Лэннет нехотя разжал объятия и отодвинулся на расстояние вытянутой руки. Его грудь тяжело вздымалась, гулко билось сердце.
— В сущности, Кейси извинился, Нэн. Он вновь становится самим собой. Он не осквернит свое достоинство нарушением перемирия.
— Как только мы окажемся рядом с этими людьми, я не спущу с вас глаз. Я не доверяю им.
Лэннет с подозрением посмотрел на нее.
— О ком идет речь — обо мне или о вас? Вы что-то вспомнили о Гекторе?
— Нет. В том-то и беда; воспоминания бродят в моей голове, но я не могу их ухватить. А у вас иначе?
— Ничего общего. Послушайте, мы не в силах справиться с этим. Все это — последствия потрясения. Позвольте спросить вас о другом: что вы делаете здесь в такую рань?
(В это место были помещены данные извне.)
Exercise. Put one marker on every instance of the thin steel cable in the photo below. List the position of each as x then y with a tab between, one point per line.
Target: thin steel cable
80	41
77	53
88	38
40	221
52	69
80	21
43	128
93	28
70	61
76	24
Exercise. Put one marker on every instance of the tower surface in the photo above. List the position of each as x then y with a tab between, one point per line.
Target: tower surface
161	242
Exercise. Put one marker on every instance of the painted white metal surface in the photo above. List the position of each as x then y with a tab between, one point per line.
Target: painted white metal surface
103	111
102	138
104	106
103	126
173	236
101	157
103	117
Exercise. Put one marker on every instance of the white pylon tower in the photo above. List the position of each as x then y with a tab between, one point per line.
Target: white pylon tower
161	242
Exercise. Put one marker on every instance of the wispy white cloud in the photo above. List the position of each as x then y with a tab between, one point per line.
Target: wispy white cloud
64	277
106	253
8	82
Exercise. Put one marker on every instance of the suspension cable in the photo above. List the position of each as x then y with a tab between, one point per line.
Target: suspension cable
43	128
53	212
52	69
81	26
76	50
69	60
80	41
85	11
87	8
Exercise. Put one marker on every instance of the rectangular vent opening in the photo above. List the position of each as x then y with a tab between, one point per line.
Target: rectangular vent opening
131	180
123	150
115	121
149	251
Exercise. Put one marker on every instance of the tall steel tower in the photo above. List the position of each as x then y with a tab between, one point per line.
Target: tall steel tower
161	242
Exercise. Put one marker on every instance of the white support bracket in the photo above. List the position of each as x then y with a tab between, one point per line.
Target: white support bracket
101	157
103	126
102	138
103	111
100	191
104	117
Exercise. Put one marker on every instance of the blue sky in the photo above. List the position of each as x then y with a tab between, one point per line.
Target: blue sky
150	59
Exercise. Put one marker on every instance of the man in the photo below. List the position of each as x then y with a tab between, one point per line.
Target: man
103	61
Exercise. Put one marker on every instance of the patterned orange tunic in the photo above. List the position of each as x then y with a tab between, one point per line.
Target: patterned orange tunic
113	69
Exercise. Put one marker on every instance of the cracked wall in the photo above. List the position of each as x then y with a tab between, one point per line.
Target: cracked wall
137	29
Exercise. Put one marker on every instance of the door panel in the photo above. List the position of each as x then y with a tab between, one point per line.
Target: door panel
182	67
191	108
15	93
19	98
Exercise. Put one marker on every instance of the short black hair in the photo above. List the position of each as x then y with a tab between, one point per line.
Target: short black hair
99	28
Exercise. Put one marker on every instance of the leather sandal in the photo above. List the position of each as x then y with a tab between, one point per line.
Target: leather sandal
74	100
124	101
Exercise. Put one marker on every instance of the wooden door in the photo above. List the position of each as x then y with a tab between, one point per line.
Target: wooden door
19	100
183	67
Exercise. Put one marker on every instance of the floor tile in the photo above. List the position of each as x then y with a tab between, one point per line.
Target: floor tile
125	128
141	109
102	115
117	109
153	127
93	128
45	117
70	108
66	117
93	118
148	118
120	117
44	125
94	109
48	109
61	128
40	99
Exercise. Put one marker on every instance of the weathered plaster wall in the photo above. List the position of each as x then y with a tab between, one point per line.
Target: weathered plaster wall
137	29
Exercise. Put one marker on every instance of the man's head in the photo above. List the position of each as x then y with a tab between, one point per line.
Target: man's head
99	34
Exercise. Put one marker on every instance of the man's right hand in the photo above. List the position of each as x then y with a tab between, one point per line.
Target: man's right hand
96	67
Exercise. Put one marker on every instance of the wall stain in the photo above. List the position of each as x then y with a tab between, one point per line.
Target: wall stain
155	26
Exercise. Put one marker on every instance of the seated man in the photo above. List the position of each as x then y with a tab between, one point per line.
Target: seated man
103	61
— Я не могла заснуть и поднялась, чтобы навестить раненых.
— И каково же положение? — Лэннет взял Нэн под руку, увлекая ее в сторону столовой.
— На самом деле вы хотите спросить, каким числом бойцов располагаете. Так вот, почти все раненые вернутся в строй в ближайшие дни. Нам предстоит одна ампутация, которой можно было бы избежать, если бы у нас имелось соответствующее оборудование. И еще троим требуется квалифицированная помощь.
— Я попрошу об этом Кейси, как только увижу его. — К этому времени они оказались в туннеле столовой. Офицеры, завтракавшие за своим столиком, охотно потеснились, давая место Лэннету и Нэн. Левая рука Марта была забинтована. Лоб Ялунды рассекал грубый шрам, спускавшийся до левого виска. Лэннет шутливо заметил, что рана придает ему вид настоящего злодея, и тот весьма похоже воспроизвел кислую мину капитана и провел пальцем по своему лицу, рисуя зигзагообразную линию. Лэннет проворчал что-то о непочтительности к старшему по званию и уткнулся в кружку с кофе.
Офицеры держались достойно. Лэннет исподволь наблюдал за ними. Юношеский задор исчез, но воодушевление отнюдь не иссякло. Однако теперь оно было отягощено опытом. Эти люди превратились в ветеранов, знакомых со смертью не понаслышке.
Нэн молча сидела рядом с Лэннетом, с благоговением глядя на молодых людей. В ее глазах блестели сдерживаемые слезы. Офицеры похвалялись настоящими ранениями, как маленькие мальчишки — своими игрушками и деревянными саблями. Какая-то часть ее существа хотела встать и отвесить каждому по оплеухе. Другая внимала их словам, исполненным искренней веры. Веры в себя, в своих товарищей. Глупой, ничем не оправданной, непоколебимой веры в свое бессмертие. Нэн поежилась, незаметно обхватив себя руками. Эти люди стали частью ее самой. Каждому из них она подарила кусочек своей души и знала, сколь уязвимы их жизни. Ей оставалось лишь гадать, насколько оправдана их вера во все остальное.